Certain traditions however, relate the decline of Yaaku identity to a specific period which included conflict;

The beginning of the end of Yaaku culture is attributed to the tribal conflicts between the Yaaku and their neighbors which led to the killings of many Yaaku people. The few who had remained disintegrated and settled in blocks according to families and clans within specific territories.
A war broke out a few years later between the Yaaku and Ameru at a place called Oldoinyo esarge, or blood hill where hundreds of Yaaku were killed.
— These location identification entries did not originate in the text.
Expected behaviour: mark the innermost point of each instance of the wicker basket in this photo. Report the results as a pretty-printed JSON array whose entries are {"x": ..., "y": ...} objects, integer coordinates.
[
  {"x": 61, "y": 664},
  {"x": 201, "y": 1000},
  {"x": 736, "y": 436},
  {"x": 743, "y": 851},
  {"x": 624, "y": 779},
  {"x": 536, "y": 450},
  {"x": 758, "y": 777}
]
Within the same time, the Ilturjo from the north riding on horses (nyumbui) attacked the Yaaku, further killing many of them...

— Mhando, 2008[7]

Fadiman (1997) recorded Meru traditions that also give an account of this conflict, which they relate occurred with a community recalled as Muoko. According to the traditions, conflict with the Muoko community had been ongoing for "decades". However, a notable period of intense Tigania pressure brought the Muoko within raiding range of the Il Tikirri (recalled in Tigania as Ngiithi) and Mumunyot (recalled as Rimunyo) communities.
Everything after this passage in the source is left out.